Penguins and pasta: What I learned from making an app in 4 weeks with AI

See how LogRocket's Galileo AI surfaces the most severe issues for you

No signup required

Check it out

“Dolphin, do a flip!” my 2.5-year-old yells enthusiastically from his seat next to me. Carefully choreographed, a dolphin launches out of the water and over the person sitting on a small boat, like so:

A dolphin leaping out of the water over a person in a small boat during a marine show

As the dolphins perform their show, I’m connected to an SSH session of a virtual machine at home. This computer has OpenCode installed and is quietly puzzling through how to implement a requested feature.

An orchestrator agent takes my simple requests and delegates them out to specialized agents with specific roles. Each request tries to implement my requested feature, and after it’s done, commit the changes to Git, and push them to GitHub. Another virtual machine on the same computer sees that the repository has changed, clones the repository, builds the app, and sends it to Firebase App Testing. Simultaneously, Dokploy rebuilds the Docker containers for the app and runs the database migrations to upgrade the schema if required.

We’re at the penguin enclosure when my phone buzzes, telling me a new version is available. I update the app and check if my new feature has been implemented, and it has. Mostly, it looks and feels good, but it needs some minor adjustments. I give these comments back to OpenCode, it makes the changes, pushes the code, and the cycle repeats.

What am I doing? I’ve got four weeks to go from zero to app: backend, database, authentication, everything. Why only four weeks? Because I’m participating in the RevenueCat Shipyard competition for a grand prize of $20,000 USD.

As you may have guessed from reading this article (and how I am very much not on a worldwide cruise at the moment), I did not win. But what if the real win was the lessons I learned along the way? I tell myself that in order to cope with, you know, not being $20,000 USD richer. Anyway, moving on.

A call to action

I was at a random cafe when I got an email about the Shipyard competition. I read this pitch, and it really resonated with me.

“Rebecca hears it constantly: mums are short on time, want financial independence, and need practical help. Build an app that offers everyday money-saving guidance (shopping swaps, batch cooking, cost comparisons, home reno savings) plus an approachable path into investing basics so users can grow what they have, without overwhelm.”

I mean, it’s hard to picture how this wouldn’t be an app that had way too many features. Recipes and investing are fairly disparate, so how would you mesh them into one app? Plus, investment apps don’t really give third-party apps a window into how investments are going.
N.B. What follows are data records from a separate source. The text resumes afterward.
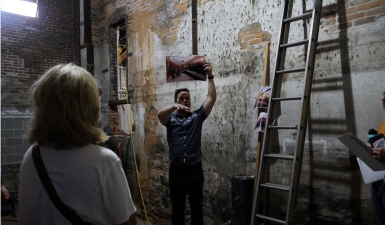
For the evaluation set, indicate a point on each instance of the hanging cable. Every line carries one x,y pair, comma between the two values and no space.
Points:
133,152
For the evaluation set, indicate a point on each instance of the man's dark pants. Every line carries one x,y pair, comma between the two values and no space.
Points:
186,180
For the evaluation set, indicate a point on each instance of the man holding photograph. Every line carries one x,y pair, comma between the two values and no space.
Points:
184,131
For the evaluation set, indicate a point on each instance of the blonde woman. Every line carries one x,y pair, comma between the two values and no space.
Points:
88,179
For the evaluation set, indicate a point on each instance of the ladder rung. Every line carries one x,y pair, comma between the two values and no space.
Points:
270,219
280,156
304,42
286,99
276,186
283,127
291,70
296,18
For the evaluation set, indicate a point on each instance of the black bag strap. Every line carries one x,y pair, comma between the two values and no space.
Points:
68,213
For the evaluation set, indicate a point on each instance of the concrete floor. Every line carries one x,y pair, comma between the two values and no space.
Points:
9,220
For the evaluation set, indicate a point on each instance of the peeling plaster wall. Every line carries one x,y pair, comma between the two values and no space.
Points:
346,95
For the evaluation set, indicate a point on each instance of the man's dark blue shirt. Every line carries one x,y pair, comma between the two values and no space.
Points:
184,137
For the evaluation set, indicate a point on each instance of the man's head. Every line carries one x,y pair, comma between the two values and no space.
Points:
182,96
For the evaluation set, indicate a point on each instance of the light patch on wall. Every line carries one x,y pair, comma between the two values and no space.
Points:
19,7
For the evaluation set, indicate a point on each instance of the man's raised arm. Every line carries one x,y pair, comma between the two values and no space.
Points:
212,95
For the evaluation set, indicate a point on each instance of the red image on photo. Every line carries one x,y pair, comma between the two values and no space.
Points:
185,68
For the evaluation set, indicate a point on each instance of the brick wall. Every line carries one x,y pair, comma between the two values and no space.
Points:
353,13
13,141
252,37
29,46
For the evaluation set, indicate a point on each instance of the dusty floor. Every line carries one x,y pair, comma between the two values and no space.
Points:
9,220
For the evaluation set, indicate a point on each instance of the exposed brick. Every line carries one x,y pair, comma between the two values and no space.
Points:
255,41
364,20
30,46
376,11
351,17
342,26
369,5
357,2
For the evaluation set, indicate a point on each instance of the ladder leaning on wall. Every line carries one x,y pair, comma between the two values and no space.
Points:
263,184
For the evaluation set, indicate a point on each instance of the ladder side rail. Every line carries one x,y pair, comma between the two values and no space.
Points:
268,138
301,133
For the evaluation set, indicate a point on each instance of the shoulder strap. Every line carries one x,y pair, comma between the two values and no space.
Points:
68,213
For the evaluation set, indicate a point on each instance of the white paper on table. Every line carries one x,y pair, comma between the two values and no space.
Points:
368,174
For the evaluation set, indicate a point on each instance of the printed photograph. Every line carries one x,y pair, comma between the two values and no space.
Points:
262,101
185,68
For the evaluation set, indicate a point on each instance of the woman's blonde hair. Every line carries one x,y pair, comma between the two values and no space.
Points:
67,108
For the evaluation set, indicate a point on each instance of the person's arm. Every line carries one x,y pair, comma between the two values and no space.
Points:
212,93
164,114
131,221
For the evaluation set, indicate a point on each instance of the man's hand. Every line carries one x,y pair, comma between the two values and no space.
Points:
182,108
208,68
379,154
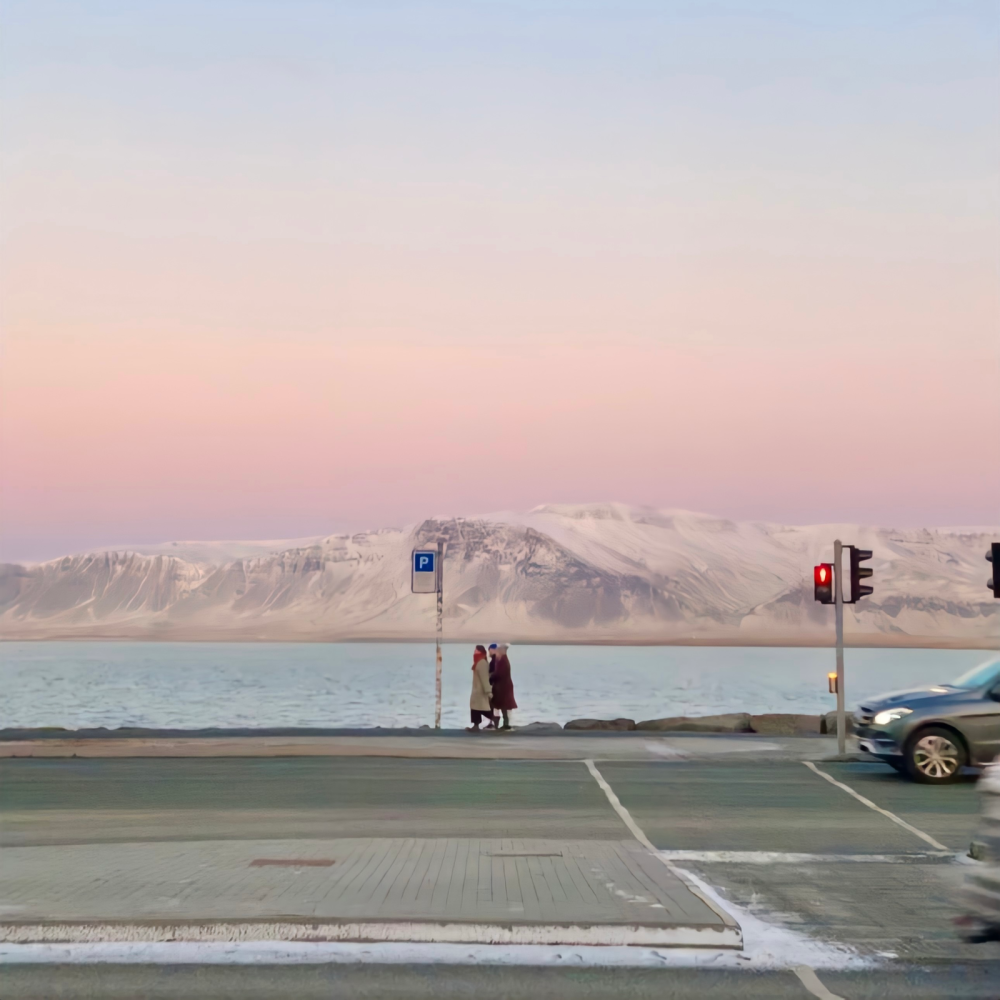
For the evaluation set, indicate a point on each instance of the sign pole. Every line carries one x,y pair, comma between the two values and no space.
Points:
838,581
440,630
My approach: instead of trying to deliver on everything, just deliver well on two things: the recipe list and the upcycling projects. For recipes, I would focus on batch-cooking and using one base recipe to spin off multiple other recipes. For upcycling, I would encourage a community-based approach, where people could list the things they wanted to upcycle and sell, and possibly get the help of others.

All good ideas. And then I saw that the deadline for delivering the app was only four weeks away.

A developer that I worked with once, pre-AI era, commented that it would cost fifty grand for a “Hello World” app in the corporate marketplace. Just the time involved to stand up a project team, define requirements, get a developer to write it, and then manage the deployment, etc., was cost-prohibitive. It would take longer than four weeks to deploy an app from zero to usable in a professional corporate environment, even if that app were only “Hello World”.

Four weeks is not a long time. Traditionally, I would set up a basic database schema and then rough out some API actions for the app to interact with. If I were making this app back in the day, the schedule would probably look like this:

Week 1: Rough out API and database schema
Week 2: Rough out phone app, work out authentication and interaction with API
Week 3: Work on API and phone app concurrently, implement features
Week 4: Publish app to Play Store, work on publishing pipeline, and final polish

Of note: if any of the above steps went overtime (as they frequently did), then it would push everything back. Sometimes this would be immensely discouraging, as you would feel like you couldn’t possibly get the app done in the time allotted.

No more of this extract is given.